Dlatego od początku stara się chodzić na marsze KOD, zabiega o pieniądze dla portalu Koduj.24. — Są takie sytuacje, że nie można być artystą tylko dla samej sztuki. Bardzo duża część środowiska, tych arystokratów ducha, nie chce się angażować, ponieważ uważają, że nie będą się bili z byle kim. Nie chcą się zniżać do takiego poziomu dyskusji. Wiele osób my­śli, że to wszystko to albo sen, albo chwilowe zawirowanie — mówi latem zeszłego roku Mag­dzie Jethon.

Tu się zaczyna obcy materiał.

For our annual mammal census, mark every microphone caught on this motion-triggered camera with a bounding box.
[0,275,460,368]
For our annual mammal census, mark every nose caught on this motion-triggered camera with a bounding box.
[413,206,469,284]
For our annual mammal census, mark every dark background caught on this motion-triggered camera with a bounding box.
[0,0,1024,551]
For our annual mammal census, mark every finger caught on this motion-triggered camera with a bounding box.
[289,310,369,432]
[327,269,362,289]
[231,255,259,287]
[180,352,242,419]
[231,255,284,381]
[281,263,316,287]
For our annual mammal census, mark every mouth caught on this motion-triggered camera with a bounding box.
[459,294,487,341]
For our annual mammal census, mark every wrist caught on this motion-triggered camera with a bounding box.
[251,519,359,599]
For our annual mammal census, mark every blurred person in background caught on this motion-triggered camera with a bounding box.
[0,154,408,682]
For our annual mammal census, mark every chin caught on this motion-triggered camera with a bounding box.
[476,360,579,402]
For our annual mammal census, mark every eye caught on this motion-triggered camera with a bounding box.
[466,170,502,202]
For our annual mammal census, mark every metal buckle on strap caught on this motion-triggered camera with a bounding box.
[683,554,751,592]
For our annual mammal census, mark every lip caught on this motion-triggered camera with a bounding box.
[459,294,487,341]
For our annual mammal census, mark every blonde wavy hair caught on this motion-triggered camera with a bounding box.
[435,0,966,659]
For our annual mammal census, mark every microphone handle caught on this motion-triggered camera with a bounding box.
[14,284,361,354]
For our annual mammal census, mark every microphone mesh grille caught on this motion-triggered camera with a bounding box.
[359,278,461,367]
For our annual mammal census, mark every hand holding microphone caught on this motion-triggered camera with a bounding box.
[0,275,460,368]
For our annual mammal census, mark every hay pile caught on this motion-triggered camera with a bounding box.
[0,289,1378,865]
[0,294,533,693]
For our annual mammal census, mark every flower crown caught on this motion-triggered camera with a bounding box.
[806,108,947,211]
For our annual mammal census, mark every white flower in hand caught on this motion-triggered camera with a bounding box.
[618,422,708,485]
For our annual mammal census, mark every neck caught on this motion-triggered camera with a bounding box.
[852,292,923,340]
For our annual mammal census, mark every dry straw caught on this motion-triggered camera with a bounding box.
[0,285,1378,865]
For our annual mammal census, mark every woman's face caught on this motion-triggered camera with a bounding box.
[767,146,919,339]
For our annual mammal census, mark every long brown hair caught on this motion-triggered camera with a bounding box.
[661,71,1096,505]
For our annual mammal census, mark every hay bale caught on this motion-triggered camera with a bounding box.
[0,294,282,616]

Niedługo potem Janda przypomina, co to obywatelskość, tym, którzy za kilka lat będą kształtowali polskie gusty, marzenia i aspira­cje. — Postanowiłam, pierwszy raz od 1989 ro­ku, przypomnieć, że artysta nie ma prawa mieć nic w dupie, jak oni to nazywają, za przeproszeniem — mówi na rozpoczęciu roku akade­mickiego w warszawskiej Akademii Teatralnej.

„Mam 63 lata i swoje życie. A życie jest waż­ne. Wysublimowane życie, w sztuce i harmo­nii. Życie na wyższym duchowym poziomie. Ktoś mi to zabiera. Chce mi się powiedzieć — nie liczcie na mnie, bo ja już swoje zrobiłam. Tak, ale ja jestem zaangażowana jako Krystyna Jan­da obywatelka”. Tak wyjaśnia w swoim inter­netowym dzienniku, po co jej to wszystko.

Kochany pamiętniku, martwię się o kraj

Trybunał Konstytucyjny, tabletka „dzień po”, wybory we Francji, decyzje Trump…. Jandę zajmuje niemal wszystko.

19 kwietnia pisze o decyzji Ministerstwa Środowiska, które chce odstrzału jeleniowa­tych w Lesie Warmińskim z powodu zgryzania przez nich pędów młodych drzew. Cytuje wpis ze strony Ogólnopolskiego Strajku Kobiet: „Ko­misja Zdrowia przegłosowała zmianę, EllaOne dostępna będzie tylko na receptę. Delegacja Strajku Kobiet przebywa na posiedzeniu Ko­misji Zdrowia, na której rozpatrywanyjest wniosek o ograniczenie dostępu do antykon­cepcji awaryjnej. Nie oddamy EllaOne tak ła­two”.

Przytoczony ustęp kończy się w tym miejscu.